Pick-Buddies oder Collaborative Mobile Robots sorgen als autonome Roboter für eine smarte Automatisierung bei der Person-zur-Ware Kommissionierung. Sie sind einfach zu bedienen, einfach einzuführen, benötigen in der Regel nur geringe Investitionen und schließen die Automatisierungslücke zwischen einer manuellen Kommissionierung und vollständig automatisierten Ware-zur-Person-Lösungen auf ihre sehr smarte Weise.

Beitrag: Wolfgang Keplinger.

1. Smarte Lager-Autonomisierung: Smarte Roboter sorgen für einen Produktivitäts- und Agilitäts-Booster im Lager.
Die Roboterisierung ist eines der wichtigsten Top-Logistik-Themen der letzten Jahre. Durch ihre vielfach smarten Eigenschaften haben die Roboter sehen gelernt, was ihnen nicht nur beim Fahren selbst sondern auch beim Aufnehmen bzw. Absetzen der von ihnen transportierten Materialien sehr hilft. Durch ihre Sensoren können sie nun eng und ohne jegliche Gefährdung mit Menschen zusammenarbeiten. Durch ihre künstliche Intelligenz lernen sie, jeden Tag etwas besser, zuverlässiger und sicherer zu werden.
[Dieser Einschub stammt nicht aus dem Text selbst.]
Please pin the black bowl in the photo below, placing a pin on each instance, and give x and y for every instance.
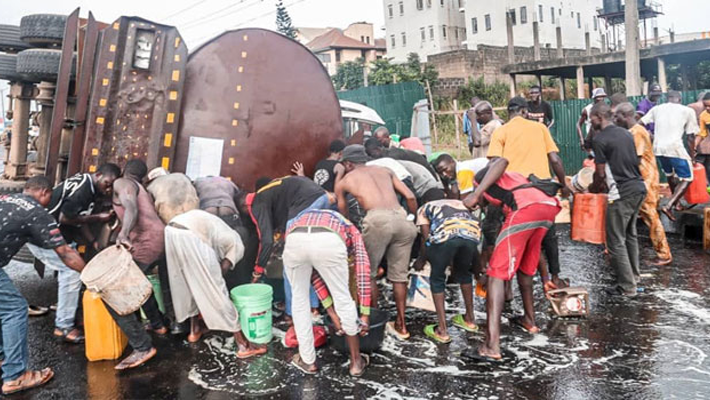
(369, 343)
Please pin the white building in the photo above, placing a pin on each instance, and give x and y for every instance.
(423, 26)
(486, 23)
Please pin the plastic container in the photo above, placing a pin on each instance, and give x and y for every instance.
(698, 190)
(117, 279)
(589, 218)
(253, 302)
(368, 344)
(104, 339)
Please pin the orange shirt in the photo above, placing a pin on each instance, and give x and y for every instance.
(647, 165)
(525, 144)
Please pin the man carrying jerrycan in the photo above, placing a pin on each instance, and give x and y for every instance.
(25, 219)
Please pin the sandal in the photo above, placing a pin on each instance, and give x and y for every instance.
(518, 321)
(64, 334)
(28, 380)
(298, 363)
(252, 352)
(460, 321)
(389, 327)
(430, 332)
(366, 358)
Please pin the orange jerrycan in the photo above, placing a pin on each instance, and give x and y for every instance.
(104, 339)
(698, 190)
(589, 218)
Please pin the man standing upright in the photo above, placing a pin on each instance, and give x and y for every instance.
(672, 121)
(538, 109)
(614, 145)
(625, 117)
(386, 229)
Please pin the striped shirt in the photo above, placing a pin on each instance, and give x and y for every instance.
(357, 255)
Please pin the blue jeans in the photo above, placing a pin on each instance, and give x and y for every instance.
(13, 324)
(321, 203)
(69, 286)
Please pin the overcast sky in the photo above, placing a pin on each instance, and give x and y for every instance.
(199, 20)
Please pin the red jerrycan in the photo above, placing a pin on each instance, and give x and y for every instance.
(698, 190)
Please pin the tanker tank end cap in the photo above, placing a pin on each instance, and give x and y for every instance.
(355, 153)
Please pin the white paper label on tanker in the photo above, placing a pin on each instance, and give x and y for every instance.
(204, 157)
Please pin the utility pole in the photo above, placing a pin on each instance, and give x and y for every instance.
(633, 64)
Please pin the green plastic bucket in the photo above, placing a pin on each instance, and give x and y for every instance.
(253, 302)
(157, 292)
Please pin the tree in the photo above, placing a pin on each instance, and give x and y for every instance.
(350, 75)
(283, 21)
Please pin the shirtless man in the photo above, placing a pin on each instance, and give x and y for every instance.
(386, 228)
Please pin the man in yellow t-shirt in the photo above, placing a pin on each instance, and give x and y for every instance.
(625, 117)
(530, 150)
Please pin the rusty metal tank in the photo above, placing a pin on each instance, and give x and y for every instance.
(254, 102)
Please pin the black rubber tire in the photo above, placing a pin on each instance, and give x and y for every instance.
(36, 65)
(43, 29)
(8, 67)
(10, 39)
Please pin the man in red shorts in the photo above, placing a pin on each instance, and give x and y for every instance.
(529, 213)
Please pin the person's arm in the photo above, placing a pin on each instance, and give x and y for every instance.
(402, 189)
(127, 193)
(496, 169)
(70, 257)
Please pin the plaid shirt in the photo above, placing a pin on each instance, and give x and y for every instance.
(357, 255)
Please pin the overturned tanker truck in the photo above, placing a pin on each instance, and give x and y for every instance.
(245, 104)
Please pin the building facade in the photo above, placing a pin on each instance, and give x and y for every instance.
(486, 22)
(424, 27)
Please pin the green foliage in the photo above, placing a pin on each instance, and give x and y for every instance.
(350, 75)
(283, 21)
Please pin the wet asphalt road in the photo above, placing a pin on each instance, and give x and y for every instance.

Automatisierte Läger waren jahrzehntelang durch eine mechanisch basierte Automatisierung geprägt. Regalbediengeräte lagern produktiv ein und bedienen die Lagermitarbeiter zuverlässig mit Material (Ware-zur-Person), wenn … … ja wenn die Bedarfe recht konstant anfallen, das Sortiment nicht riesengroß ist, kurzfristige Veränderungen nicht stattfinden und Anforderungen wie hohe Lagerdichte oder geringer Energieverbrauch eine eher untergeordnete Rolle spielen. Auch wenn die Einführung der shuttle-basierten Lagertechnologie einige dieser negativen Aspekte verringert hat – die Lagerlast wird ja auf viele kleine Einheiten verteilt und man ist nicht mehr so sehr von der Verfügbarkeit einiger weniger Regalbediengeräte abhängig – eine gewisse Starrheit und geringe Anpassbarkeit sowohl was Bauraum, Lagerplätze oder Ein-/Auslagerleistung betrifft, ist auch bei den shuttle-Systemen erhalten geblieben. Da bedurfte es der Einführung gänzlich neuer, autonomer Lagersysteme, um diese Nachteile wettzumachen. Cube-Systeme stellen die Behälter direkt aufeinander und zeichnen sich durch ihre hohe Lagerdichte aus (teilweise bis zu vierfach so hoch wie manuelle Standardsysteme). Das inzwischen seit einem Vierteljahrhundert am Markt verfügbare Autostore nutzt smarte Roboter zum Ein- und Auslagern der Behälter von oben, während das neue Powercube-System von Jungheinrich die Behälter von unten einschiebt bzw. wieder herausholt. Systeme wie die Sky-Bots von Exotec zeichnen sich dadurch aus, dass die Roboter nicht nur am Hallenboden verfahren können, sondern auch selbst am Regal die dritte Dimension (Höhe) bewältigen können – ohne zusätzliche Regalbediengeräte.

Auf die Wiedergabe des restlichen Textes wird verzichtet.